Ela permaneceu deitada, observando-o se arrumar. Ele tinha um ritual, uma ordem para fazer as coisas que a encantavam. Em poucos minutos estava pronto, fresco, jovial e lindo. "Vem cá, deixa eu te cheirar", ela pediu, tentando fazê-lo rir, tentando fazer a si mesma sorrir. "Mas eu não tô com perfume". Ela segurou a mão dele e sentou-se na cama. Beijou-lhe dedo por dedo, depois a palma da mão. Puxou-o para mais junto de si. "Por isso mesmo, seu bobo". Encostou seu nariz nos cabelos dele, e aspirou profundamente. Depois na nuca e, em seguida, no pescoço. "Sabia que você tem três cheiros diferentes?". Ele se levantou, rindo. "Você é que tem esse olfato muito apurado, mulher. Deixa eu descer agora".

Ela se virou de costas para a porta e ouviu-o fechá-la de leve. Ficou repassando as últimas cenas que protagonizaram juntos na mente, já antecipando a saudade que sentiria daquele homem. Adormeceu, com o corpo amolecido pelo amor, por poucos minutos, quando ouviu a porta se abrir. "E então, o café tava bom?", perguntou-lhe, sem se virar. "Cinco estrelas. Pão, café e manteiga". Os dois riram alto. Ela olhou para ele. "Pode ir. Eu vou ficar por aqui mais um pouco". "Tem certeza?". "U-hum". Na hora de irem embora, ela preferia que ele fosse em sua frente, sempre. Talvez porque tivesse, no fundo de sua alma, a esperança de que ele voltasse, no último minuto...

"Promete que vai descer pra tomar café?". "Promete que vai devagar e me liga da estrada?". Falaram juntos. Ela respondeu primeiro: "Você acha que eu vou perder um baita café da manhã desses?". Ele riu, dessa vez um sorriso mais triste. "Pode deixar que te ligo da estrada. Você vai ficar bem?". "Lógico que vou. Eu sempre fico bem", ela respondeu, fazendo um esforço sobre humano para não chorar. "Então, deixa eu ir". Ele veio até ela e deram-se um último abraço, um último beijo, em que ela sentiu o gosto do café forte que ele tinha tomado. Ele pegou sua pequena mala, a carteira e deu uma última olhada para o quarto, conferindo os bolsos. Ela não tirava os olhos do rosto dele, um segundo sequer. "Beijo, minha linda", ele disse, fechando a porta.

Danaide, Auguste Rodin
 Na solidão do quarto, ela suspirou e deixou as lágrimas contidas rolarem pelo rosto. Afundou o rosto no travesseiro em que ele havia dormido, sentindo o cheiro dele ainda vivo ali. Olhou para os lençóis amarrotados, com alguns fios de cabelo dele soltos. A cama ainda retinha um pouco do calor do corpo dele, da aura brilhante e tépida que o envolvia. Lembrou-se, então, de que o carro estava estacionado em frente ao hotel, e que poderia vê-lo da janela. Levantou-se depressa, enrolando-se no lençol. Foi até a janela, mas não teve coragem de abri-la. Sentiria vergonha se ele visse, lá de baixo, que ela olhava para ele. Colou o rosto no vidro frio e viu-o de relance, suas costas largas, os cabelos pretos, as passadas longas e decididas. Acompanhou-o com os olhos até onde a rua fazia uma curva, quando não pôde vê-lo mais. Desabou numa cadeira e olhou para o teto. Será que um dia poderia ter certeza de que ele voltaria? Será que, um dia, os dois não precisariam voltar para lugares diferentes, mas, sim, para o mesmo lugar, e juntos?
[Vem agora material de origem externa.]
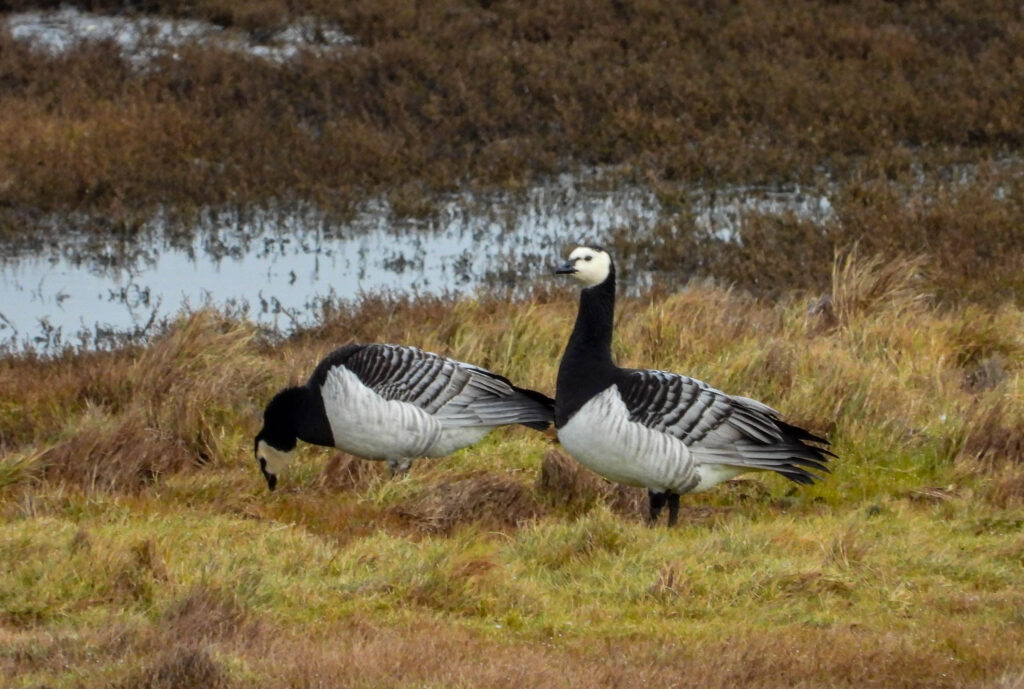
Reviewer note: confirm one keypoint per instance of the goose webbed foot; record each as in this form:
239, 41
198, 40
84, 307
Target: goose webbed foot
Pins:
673, 508
658, 501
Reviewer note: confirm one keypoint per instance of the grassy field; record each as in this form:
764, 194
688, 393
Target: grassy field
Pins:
141, 548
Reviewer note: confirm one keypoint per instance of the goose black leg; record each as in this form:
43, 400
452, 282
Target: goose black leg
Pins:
673, 508
656, 503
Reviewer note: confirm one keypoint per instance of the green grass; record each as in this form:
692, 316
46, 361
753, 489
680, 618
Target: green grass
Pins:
172, 565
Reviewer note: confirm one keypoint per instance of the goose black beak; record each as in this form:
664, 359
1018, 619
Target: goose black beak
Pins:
271, 479
566, 268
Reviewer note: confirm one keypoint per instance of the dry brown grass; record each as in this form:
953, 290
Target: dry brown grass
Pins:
567, 484
484, 499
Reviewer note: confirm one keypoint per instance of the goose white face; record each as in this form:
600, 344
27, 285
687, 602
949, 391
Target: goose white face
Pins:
272, 461
590, 266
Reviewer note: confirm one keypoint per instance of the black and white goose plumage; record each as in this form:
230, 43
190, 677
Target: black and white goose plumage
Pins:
663, 431
392, 402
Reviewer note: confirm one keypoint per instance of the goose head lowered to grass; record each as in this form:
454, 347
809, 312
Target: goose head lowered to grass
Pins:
663, 431
392, 402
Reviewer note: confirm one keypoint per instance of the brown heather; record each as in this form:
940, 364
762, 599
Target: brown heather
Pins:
906, 115
142, 549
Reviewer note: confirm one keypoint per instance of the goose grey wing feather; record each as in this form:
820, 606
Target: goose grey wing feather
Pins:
720, 428
458, 394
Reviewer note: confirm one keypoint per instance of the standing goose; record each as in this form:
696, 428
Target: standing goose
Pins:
666, 432
391, 402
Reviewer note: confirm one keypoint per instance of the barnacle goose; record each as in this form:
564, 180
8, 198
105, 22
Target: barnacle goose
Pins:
392, 402
668, 433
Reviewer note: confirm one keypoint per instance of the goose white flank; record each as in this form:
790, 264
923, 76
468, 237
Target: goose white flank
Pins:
395, 403
663, 431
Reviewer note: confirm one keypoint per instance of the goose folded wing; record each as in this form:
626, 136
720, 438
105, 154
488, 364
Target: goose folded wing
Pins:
456, 393
719, 428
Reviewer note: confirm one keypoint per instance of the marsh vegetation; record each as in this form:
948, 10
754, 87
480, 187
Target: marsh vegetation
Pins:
140, 547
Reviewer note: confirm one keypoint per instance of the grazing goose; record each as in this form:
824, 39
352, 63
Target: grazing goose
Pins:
666, 432
391, 402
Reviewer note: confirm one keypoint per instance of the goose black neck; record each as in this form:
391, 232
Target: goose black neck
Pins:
587, 368
297, 413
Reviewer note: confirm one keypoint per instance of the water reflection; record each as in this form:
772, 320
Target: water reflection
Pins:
141, 39
96, 289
Ela não ficou no quarto por muito tempo. Sem ele, nenhum quarto de hotel fazia sentido. Tomou uma chuveirada, arrumou-se, pintou os olhos e desceu para o café. Sentou-se à mesa que imaginou que ele teria usado. Tomou um café com leite quente, para despertá-la. Ainda tinha uma longa estrada pela frente. O dia explodia em um azul anil, e fazia calor. Por dentro, sem ele, sua alma tornava-se cinza, da cor do chumbo, e tudo era tocado por um frio siberiano. Até que ele voltasse, para fazê-la colorir, brilhar e exultar de alegria novamente.